Equivalent proportions in the two treatment groups had total cholesterol at or above 240 mg/dL and triglycerides at or above 250 mg/dL when the trial began. After 48 weeks significantly fewer people switching to atazanavir had cholesterol or triglyceride readings that high (8% versus 29% for total cholesterol, P < 0.0001; 9% versus 30% for triglycerides, P < 0.0001).

As with the virologic outcomes, these side effect results do not readily translate into current practice because atazanavir levels soar so much higher with a ritonavir kick. Much work remains in defining the toxicity profile of boosted atazanavir. A Bristol-Myers Squibb study reported at the Lipodystrophy Workshop just before EACS, for example, found equivocal evidence on boosted atazanavir and glucose regulation [2].

Bristol-Myers Squibb researchers had 24 healthy volunteers take standard doses of atazanavir/ritonavir or lopinavir/ritonavir for 10 days. After a week or more taking no PIs, the volunteers switched to the alternate regimen. Glucose area under the curve rose significantly with lopinavir/ritonavir but not atazanavir/ritonavir. But insulin climbed significantly with both regimens, and mean glucose response during an oral glucose tolerance test rose almost identically with atazanavir/ritonavir (111.1 mg/dL) and lopinavir/ritonavir (110.6 mg/dL) (P < 0.05 versus baseline for both).

Mulling these results at EACS, Andrew Carr from Sydney’s St. Vincent’s Hospital opined that atazanavir/ritonavir probably does cause insulin resistance. Whether one can blame these glucose upsets solely on the ritonavir boost hardly matters if that’s the way atazanavir gets prescribed.

Notably, this study in healthy volunteers without HIV infection also charted significant drops in “good” high-density lipoprotein cholesterol with 10 days of either lopinavir/ritonavir or atazanavir/ritonavir (P < 0.01), a blot on atazanavir’s heretofore unsmirched lipid record.

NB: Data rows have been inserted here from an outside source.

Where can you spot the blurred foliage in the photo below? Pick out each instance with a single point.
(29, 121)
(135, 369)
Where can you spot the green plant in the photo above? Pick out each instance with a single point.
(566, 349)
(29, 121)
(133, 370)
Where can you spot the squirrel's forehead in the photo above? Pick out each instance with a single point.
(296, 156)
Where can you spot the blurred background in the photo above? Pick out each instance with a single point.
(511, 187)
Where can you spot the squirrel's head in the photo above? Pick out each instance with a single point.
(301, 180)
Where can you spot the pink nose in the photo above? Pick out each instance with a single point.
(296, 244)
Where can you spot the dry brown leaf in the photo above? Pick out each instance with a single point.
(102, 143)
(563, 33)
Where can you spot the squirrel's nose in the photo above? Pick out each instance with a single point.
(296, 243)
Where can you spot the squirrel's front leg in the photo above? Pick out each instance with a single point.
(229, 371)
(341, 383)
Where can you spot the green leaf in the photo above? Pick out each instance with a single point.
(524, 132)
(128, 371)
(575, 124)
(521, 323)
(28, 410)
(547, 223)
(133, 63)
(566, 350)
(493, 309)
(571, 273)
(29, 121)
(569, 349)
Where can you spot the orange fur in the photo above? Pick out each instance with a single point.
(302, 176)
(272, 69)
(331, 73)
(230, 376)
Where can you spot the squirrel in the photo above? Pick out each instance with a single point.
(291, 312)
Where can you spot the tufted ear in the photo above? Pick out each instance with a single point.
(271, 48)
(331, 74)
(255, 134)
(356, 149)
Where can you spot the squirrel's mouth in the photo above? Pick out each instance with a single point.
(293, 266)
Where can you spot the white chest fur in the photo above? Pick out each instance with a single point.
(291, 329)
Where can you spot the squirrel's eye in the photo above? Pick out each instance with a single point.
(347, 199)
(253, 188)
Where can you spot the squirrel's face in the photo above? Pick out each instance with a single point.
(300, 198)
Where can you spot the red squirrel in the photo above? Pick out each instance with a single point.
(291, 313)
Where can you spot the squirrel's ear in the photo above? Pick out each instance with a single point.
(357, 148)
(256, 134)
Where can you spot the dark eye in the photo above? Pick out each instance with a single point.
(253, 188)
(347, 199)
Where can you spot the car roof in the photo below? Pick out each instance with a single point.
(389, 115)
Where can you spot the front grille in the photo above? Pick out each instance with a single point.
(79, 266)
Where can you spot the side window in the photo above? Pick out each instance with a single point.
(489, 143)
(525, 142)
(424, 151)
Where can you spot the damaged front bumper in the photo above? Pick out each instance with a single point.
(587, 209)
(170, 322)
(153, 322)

  1. Gatell J, Salmon-Ceron D, Lazzarin A, et al. Efficacy and safety of atazanavir based HAART in patients switched from a stable boosted/unboosted protease-inhibitor treatment: the SWAN Study. 10th European AIDS Conference. November 17-20, 2005. Dublin. Abstract PS1/1.
  2. Noor MA, Flint OP, Parker RA, et al. Evaluation of insulin sensitivity in healthy volunteers treated with low-dose ritonavir combined with atazanavir or lopinavir: a prospective, randomised study using hyperinsulinemic, euglycemic clamp and oral glucose tolerance testing. 7th International Workshop on Adverse Drug Reactions and Lipodystrophy. November 13-16, 2005. Dublin. Abstract 16.